The ordinance imposing the license-tax sued for is numbered 1677. It imposes a license-tax upon the owners or keepers of hotels, boarding houses, lodging houses, apartment houses, restaurants, and upon caterers, the amount of the tax depending upon the amount of the quarterly gross receipts from the business. Upon that basis the quarterly tax upon the business of the defendant was twenty-one dollars.
The validity of the ordinance is attacked upon the ground that it is contrary to the provisions of the city and county charter prescribing the powers of the board of supervisors, referring to section 1 of chapter II, article II (Stats. 1899, p. 248). The section contains thirty-five subdivisions.
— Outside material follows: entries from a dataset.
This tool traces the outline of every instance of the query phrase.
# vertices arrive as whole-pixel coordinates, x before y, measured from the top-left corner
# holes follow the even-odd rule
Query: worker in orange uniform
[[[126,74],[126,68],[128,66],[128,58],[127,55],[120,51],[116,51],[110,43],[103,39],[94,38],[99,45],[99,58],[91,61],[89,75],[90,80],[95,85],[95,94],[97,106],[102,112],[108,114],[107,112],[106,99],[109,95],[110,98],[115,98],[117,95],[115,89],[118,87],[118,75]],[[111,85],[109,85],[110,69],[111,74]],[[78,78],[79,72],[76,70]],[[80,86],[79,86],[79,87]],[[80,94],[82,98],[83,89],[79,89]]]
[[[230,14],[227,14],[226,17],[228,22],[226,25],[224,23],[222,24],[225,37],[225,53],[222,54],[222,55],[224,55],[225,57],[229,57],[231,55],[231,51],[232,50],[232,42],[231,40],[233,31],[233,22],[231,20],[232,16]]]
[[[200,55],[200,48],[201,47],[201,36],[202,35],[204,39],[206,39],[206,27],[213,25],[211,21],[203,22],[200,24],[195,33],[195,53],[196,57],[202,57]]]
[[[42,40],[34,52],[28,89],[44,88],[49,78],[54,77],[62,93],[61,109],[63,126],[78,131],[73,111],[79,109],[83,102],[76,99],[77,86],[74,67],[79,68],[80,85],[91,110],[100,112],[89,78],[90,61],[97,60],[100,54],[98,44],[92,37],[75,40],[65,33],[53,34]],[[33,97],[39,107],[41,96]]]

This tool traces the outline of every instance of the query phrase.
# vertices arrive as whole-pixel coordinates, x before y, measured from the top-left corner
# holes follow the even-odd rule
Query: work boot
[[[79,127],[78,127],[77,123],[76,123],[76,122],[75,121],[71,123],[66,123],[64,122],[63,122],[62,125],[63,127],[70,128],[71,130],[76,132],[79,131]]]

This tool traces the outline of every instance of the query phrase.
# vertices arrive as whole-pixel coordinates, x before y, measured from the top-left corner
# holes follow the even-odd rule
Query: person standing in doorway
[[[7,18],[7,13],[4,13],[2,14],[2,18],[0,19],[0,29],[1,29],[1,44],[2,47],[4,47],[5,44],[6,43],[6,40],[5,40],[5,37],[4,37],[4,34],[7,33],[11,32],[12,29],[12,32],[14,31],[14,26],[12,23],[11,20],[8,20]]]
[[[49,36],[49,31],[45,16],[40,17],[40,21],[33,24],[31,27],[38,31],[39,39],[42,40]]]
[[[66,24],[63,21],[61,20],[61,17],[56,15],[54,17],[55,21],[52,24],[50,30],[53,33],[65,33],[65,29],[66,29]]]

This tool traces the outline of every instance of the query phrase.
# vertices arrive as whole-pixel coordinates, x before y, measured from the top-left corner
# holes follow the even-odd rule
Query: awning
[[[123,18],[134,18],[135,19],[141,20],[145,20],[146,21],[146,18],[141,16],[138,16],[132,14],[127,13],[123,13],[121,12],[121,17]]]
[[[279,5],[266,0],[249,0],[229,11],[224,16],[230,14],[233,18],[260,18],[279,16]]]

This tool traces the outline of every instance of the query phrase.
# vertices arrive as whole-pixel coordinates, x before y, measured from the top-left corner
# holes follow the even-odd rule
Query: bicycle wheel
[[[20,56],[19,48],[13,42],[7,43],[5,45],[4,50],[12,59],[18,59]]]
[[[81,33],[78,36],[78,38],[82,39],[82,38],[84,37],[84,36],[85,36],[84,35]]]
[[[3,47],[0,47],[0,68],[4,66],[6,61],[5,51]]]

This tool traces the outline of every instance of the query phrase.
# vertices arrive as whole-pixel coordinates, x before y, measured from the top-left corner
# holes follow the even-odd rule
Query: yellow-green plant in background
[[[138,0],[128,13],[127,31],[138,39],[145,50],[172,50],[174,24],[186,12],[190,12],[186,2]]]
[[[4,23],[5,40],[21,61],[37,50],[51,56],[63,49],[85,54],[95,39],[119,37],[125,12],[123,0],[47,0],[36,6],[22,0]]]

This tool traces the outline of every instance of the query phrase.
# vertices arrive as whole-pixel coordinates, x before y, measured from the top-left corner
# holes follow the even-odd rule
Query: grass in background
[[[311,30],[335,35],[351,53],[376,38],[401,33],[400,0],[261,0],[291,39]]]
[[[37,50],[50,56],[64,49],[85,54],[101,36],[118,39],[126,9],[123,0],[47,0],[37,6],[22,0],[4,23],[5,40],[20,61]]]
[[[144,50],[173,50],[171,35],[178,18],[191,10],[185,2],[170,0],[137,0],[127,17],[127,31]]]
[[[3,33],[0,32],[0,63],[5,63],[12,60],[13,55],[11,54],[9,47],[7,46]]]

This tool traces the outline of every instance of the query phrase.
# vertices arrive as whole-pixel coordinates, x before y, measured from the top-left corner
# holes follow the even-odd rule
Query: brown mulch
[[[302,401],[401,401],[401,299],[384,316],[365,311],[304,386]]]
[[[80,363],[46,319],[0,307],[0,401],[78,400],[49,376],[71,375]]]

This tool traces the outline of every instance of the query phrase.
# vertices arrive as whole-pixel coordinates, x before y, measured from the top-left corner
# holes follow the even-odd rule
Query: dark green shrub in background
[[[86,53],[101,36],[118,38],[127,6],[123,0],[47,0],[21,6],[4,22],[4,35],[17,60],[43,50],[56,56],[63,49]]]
The parts of it with which we are here concerned are the opening sentence and subdivision 15, which are as follows:
“Subject to the provisions, limitations and restrictions in this charter contained, the board: of supervisors shall have power;
“15. To impose license-taxes and to provide for the collection thereof; but no license-taxes shall be imposed upon any person who at any fixed place of business in the city and county, sells or manufactures goods, wares or merchandise, except such as require permits from the board of police commissioners as provided in this charter. ’ ’
The exception covering kinds of business requiring a police permit refers to the business of selling intoxicating liquors and the kinds of business mentioned in section 1 of chapter III, article VIII, and chapter IV, section 7. (Stats 1899, p. 327.) This exception does not affect the present case.
[181]
On behalf of the appellant, the argument is, that one who keeps a restaurant is engaged in the business of selling goods, and, hence, that he comes within the terms of the prohibition against the imposition of license-taxes on a person who sells goods, wares, and merchandise at a fixed place of business.